Fr Francis Wardega MSJ

Posted by: Fr. Orthohippo | December 14, 2009

HISTORICAL THEOLOGY

How did we get to where we are now?  Always a necessary answer if we want to understand how we became what we are now, and how we process the information about us.  This article explores historical theology. Theology gives us structure as to how we understand God. This has been extremely important in the forming and life of Christians. Each denomination and branch of Christianity has developed its own theology, and it will differ from other understandings by minor variations to incompatible formulations. Historical theology is a way of approaching the past. I enjoyed  this article which explores this facinating facet of our Christian life.
One issue that has come to the fore in discussions at SOCHA’s website has been the use of historical sources. This got me thinking about what it means to be an historical theologian. It is not strictly the same as being an historian, though members of SOCHA, such as Matthew Namee, may consider themselves to be precisely that. Yet, historical theology is not systematic theology or philosophical theology. It is, after all, historical. So, where to start?
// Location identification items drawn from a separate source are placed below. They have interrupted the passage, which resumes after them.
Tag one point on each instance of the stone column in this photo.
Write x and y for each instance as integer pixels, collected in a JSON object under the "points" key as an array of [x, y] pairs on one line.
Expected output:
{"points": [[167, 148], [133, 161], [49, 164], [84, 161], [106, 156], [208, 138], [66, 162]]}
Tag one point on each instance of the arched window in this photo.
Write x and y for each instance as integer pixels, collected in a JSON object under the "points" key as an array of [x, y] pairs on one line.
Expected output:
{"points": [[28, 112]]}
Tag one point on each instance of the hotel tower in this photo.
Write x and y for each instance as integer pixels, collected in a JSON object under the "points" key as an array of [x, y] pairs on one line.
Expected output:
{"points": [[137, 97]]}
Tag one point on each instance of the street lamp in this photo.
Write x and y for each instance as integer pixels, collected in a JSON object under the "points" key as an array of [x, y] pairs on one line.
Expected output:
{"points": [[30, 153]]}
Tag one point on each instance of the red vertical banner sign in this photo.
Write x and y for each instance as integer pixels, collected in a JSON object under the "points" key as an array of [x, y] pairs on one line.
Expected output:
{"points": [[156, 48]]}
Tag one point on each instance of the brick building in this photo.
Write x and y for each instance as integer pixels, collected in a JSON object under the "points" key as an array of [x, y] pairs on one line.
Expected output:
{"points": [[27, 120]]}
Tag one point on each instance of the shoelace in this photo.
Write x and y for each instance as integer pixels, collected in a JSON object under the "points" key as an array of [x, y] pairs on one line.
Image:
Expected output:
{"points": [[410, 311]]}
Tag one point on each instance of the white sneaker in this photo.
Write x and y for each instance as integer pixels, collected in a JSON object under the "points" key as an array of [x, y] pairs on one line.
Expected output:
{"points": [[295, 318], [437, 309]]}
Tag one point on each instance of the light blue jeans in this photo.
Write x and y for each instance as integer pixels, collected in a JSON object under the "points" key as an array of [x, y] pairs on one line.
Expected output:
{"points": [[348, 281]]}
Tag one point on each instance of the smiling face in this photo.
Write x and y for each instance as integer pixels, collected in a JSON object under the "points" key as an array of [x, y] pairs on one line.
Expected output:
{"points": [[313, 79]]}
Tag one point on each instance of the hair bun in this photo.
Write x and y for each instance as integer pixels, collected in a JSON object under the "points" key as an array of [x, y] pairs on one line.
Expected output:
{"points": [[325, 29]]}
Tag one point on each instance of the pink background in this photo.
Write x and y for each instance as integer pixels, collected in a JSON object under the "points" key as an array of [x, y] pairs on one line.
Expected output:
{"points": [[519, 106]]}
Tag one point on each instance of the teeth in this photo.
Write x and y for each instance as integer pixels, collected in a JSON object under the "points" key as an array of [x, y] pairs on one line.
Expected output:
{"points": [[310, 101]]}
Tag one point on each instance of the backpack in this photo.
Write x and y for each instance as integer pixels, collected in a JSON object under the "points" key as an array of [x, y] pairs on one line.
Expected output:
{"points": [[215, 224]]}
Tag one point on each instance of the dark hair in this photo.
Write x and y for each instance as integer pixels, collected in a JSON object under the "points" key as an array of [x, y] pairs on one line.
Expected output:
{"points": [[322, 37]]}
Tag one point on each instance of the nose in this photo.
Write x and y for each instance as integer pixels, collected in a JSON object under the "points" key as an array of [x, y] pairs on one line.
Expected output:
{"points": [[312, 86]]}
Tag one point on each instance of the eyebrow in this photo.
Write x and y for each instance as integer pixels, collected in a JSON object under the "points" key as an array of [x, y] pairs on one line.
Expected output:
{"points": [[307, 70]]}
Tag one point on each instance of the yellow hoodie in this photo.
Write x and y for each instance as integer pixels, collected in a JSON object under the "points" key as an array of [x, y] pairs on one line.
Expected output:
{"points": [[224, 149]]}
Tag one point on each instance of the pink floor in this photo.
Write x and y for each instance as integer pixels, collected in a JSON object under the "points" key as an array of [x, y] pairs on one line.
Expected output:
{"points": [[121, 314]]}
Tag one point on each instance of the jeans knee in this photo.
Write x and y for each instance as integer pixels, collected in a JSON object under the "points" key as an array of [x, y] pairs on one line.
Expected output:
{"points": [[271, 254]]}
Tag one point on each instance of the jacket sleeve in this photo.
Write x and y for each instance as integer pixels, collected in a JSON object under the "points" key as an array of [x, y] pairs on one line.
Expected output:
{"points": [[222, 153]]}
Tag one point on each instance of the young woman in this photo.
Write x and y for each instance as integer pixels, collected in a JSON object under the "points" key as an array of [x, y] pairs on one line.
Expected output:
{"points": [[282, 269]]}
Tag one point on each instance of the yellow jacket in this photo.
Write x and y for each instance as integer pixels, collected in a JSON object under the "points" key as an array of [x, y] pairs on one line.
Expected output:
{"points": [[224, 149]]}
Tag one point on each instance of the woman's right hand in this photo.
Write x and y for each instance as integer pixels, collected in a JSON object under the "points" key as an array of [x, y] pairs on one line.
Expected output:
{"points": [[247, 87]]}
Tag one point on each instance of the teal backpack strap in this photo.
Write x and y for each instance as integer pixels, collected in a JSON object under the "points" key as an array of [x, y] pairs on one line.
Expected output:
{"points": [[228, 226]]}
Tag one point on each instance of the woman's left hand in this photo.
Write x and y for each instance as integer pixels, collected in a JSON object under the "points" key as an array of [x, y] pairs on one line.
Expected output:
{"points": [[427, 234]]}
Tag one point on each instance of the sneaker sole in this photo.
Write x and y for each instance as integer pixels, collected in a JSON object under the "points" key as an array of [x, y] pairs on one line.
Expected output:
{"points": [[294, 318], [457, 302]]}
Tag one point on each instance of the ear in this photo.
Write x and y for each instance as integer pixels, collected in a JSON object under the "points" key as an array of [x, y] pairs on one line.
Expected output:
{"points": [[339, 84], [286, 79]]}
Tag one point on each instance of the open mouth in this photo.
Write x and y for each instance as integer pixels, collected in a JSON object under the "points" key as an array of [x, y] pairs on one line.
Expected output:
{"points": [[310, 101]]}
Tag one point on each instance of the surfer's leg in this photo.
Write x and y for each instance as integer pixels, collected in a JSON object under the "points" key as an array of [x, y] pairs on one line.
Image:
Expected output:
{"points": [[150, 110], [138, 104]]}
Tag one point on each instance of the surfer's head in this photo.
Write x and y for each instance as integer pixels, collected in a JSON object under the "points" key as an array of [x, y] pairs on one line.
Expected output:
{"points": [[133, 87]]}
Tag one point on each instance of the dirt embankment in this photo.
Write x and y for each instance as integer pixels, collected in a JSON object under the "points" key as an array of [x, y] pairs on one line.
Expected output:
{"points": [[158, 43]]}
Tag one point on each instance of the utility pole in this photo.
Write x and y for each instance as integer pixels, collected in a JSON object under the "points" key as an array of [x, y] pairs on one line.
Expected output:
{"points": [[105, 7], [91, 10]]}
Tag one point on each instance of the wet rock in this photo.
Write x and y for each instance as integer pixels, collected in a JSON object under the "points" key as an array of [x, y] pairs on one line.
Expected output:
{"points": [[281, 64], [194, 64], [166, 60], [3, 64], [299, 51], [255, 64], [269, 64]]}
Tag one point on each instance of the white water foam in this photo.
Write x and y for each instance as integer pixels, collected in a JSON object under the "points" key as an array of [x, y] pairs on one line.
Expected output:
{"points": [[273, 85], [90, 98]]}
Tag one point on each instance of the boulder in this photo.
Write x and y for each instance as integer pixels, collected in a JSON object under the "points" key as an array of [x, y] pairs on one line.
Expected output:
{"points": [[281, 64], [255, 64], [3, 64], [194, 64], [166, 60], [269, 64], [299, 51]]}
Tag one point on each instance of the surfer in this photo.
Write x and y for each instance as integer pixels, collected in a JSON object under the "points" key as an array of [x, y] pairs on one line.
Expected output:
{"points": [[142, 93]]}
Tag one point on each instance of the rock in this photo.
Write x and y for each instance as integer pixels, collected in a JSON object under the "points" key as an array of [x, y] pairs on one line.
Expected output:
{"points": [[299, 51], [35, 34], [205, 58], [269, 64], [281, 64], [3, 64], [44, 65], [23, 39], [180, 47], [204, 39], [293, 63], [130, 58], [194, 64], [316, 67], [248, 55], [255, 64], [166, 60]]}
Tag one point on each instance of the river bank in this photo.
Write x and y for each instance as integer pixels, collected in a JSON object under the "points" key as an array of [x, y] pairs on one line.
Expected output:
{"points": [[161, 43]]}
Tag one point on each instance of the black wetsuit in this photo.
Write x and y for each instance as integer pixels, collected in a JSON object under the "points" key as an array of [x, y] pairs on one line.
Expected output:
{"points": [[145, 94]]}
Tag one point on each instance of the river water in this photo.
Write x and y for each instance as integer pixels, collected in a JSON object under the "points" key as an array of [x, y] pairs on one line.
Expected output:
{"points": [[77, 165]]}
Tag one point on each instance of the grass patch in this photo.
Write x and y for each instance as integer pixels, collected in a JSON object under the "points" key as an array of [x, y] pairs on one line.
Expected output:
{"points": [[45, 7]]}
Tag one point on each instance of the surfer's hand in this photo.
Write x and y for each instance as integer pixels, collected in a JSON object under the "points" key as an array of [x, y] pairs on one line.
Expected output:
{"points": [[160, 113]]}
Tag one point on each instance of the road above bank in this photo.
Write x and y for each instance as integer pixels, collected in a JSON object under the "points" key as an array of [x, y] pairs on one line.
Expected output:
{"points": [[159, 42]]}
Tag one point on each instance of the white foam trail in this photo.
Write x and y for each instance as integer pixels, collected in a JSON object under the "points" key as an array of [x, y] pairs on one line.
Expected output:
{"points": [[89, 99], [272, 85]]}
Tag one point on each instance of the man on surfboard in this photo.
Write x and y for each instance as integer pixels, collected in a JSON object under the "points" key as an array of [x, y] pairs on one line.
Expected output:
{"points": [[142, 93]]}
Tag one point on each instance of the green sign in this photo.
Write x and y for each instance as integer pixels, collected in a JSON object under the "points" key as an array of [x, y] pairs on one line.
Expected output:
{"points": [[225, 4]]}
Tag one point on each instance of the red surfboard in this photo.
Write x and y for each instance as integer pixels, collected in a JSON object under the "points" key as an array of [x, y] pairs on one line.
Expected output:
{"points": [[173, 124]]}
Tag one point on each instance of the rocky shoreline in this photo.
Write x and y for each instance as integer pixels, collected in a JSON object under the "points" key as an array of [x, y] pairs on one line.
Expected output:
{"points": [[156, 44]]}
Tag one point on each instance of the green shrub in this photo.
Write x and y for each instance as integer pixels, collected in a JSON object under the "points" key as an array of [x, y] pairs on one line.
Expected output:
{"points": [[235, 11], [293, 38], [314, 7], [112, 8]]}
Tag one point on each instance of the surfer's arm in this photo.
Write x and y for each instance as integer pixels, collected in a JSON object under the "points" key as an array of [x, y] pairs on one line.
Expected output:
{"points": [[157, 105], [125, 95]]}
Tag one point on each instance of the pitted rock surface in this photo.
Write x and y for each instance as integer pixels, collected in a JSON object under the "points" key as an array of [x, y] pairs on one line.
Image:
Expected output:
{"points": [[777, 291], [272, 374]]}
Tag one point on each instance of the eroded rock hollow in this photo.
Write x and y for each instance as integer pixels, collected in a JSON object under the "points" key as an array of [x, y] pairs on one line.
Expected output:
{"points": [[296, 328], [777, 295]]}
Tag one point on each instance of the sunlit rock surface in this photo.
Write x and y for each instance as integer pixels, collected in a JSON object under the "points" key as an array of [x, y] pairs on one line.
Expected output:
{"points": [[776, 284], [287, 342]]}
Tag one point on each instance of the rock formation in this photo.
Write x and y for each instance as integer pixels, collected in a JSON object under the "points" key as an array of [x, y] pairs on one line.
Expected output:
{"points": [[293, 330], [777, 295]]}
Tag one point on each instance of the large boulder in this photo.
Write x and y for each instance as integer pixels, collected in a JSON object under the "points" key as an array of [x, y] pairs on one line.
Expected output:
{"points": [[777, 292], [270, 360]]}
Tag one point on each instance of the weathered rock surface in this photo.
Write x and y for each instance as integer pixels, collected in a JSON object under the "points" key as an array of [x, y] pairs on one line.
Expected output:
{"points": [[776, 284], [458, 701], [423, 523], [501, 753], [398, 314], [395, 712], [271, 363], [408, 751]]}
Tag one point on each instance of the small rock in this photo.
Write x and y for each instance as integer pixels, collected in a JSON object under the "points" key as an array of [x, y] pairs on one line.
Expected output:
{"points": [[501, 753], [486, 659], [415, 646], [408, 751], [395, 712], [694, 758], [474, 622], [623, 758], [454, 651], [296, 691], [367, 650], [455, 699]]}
Let me start with the term theologian in historical theologian. Evagrios, though not a saint of the Church, did correctly note that a theologian is “he who prays rightly.” Theologians pray. They become spiritual fathers and leaders. They defend the faith. They build up the Body of Christ. Sometimes, they even heal people, feed people through miracles, and raise the dead. That is what theologians do when they “do theology.”

When combined with a contemporary, Western understanding of “theology,” which tends to mean treatises and reflections about God and Christianity, theology serves to articulate a vision of God, to uplift the faithful, to defend the faith, to express discernment, and to further a life of prayerful contemplation. This sort of theology does so making use of systematic, philosophical methods with contemporary concerns in mind (e.g., how does the Christian faith affect women and minorities?). Therefore, Orthodox theology in our current context is a movement from active prayer and contemplation and asceticism to intellectual apprehension and articulation of one’s spiritual experience(s).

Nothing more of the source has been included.